Live review from Underground 109:
1. Bittersweet Nothingness
2. Solomon’s War
3. Gift of Regret
4. Cauldron of Doubt
5. The Darkest Shades of Grey
The Gatling Gun Revival finally played at the Underground, and I, for one, was excited to see them there. They are a band replete with technical talent, in the forms of the chops of all three band members, and also a small melodeon/keyboard/drum contraption played by Zane, that’s not only functional, but also looks cool. Corey, as I have seen several times, has always been a solid guitarist; the addition of Erik on lead was, however, a great idea, as it gives them both more room to do what they do best. The small elaborations, be they the various modes of sleek solo or simply the slide, add a layer of intrigue to the music, such as the guitar almost sounding like a fiddle on Gift of Regret, or the zippy feel on The Darkest… The melodies are simple and folky, and their arrangements vary from plain ol’ acoustic songs to bluegrass to country, and yet it is this melodicism that makes them feel almost intense. The songs’ moods are generally “soothing”, but also calm and spry at the same time, which can feel really great to listen to. The strange thing is that their three singing voices sound so similar, that it can sound like multiple tracks by the same person, except all at the same time and live; it creates a resonance and depth in the sound, which few bands have access to, and it is beautiful to watch happen.

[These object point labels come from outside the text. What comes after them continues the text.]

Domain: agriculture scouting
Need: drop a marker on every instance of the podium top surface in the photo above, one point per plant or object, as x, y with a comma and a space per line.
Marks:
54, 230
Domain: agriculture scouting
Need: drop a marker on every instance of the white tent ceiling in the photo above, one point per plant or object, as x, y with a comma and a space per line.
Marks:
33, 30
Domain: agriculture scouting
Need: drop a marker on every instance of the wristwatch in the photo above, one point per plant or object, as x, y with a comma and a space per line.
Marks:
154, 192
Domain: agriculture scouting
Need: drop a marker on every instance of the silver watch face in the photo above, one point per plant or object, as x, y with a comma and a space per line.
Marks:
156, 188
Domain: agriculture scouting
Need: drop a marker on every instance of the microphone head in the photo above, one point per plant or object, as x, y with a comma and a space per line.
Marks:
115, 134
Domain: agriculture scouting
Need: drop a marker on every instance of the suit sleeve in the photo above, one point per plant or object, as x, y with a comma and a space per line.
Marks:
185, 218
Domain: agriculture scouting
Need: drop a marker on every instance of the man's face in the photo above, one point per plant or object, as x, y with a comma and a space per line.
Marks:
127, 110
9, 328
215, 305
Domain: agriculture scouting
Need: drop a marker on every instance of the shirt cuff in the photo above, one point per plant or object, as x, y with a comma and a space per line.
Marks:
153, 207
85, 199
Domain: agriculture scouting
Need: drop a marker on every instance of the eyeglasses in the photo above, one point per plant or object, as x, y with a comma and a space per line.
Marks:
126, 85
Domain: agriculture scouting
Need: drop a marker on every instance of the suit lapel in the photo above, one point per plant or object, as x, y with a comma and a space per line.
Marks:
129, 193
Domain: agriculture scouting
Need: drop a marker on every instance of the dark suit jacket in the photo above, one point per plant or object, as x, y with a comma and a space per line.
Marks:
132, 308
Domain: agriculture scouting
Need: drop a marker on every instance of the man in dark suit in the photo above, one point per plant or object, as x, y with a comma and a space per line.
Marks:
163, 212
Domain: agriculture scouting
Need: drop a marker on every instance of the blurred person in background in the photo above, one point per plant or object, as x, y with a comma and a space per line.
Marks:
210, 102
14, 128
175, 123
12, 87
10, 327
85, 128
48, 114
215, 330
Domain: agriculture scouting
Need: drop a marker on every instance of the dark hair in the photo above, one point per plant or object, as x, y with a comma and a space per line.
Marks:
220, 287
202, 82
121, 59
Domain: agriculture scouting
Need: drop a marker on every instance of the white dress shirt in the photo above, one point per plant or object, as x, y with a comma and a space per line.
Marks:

Most of the songs started off, apparently, as poems by Zane, and were then made into songs collaboratively. Probably owing to this, the lyrics have a polish and a finish to them as they were clearly not written to fit the contours of the tunes. This has the effect of making their sound come across as fully realised, which isn’t something one finds often. Several tunes have the stamp of Corey’s composition on them, like Bittersweet Nothingness and the slight echoes of his song ‘Mistress of the Sea’ on Cauldron of Doubt, which is generally major keys and catchy tunes played in a manner that makes one want to sway. There’s definitely a lot of Simon & Garfunkel in there, and a good bit of Elliot Smith, but the overall effect is something like a Travelling Wilbury’s acoustic show (without their quite boring drummer, though, and MUCH better singers), and a lot of 50s-style rock ‘n’ roll. It was an excellent performance, but then again most of theirs’ are. This is definitely a band to catch live if you can.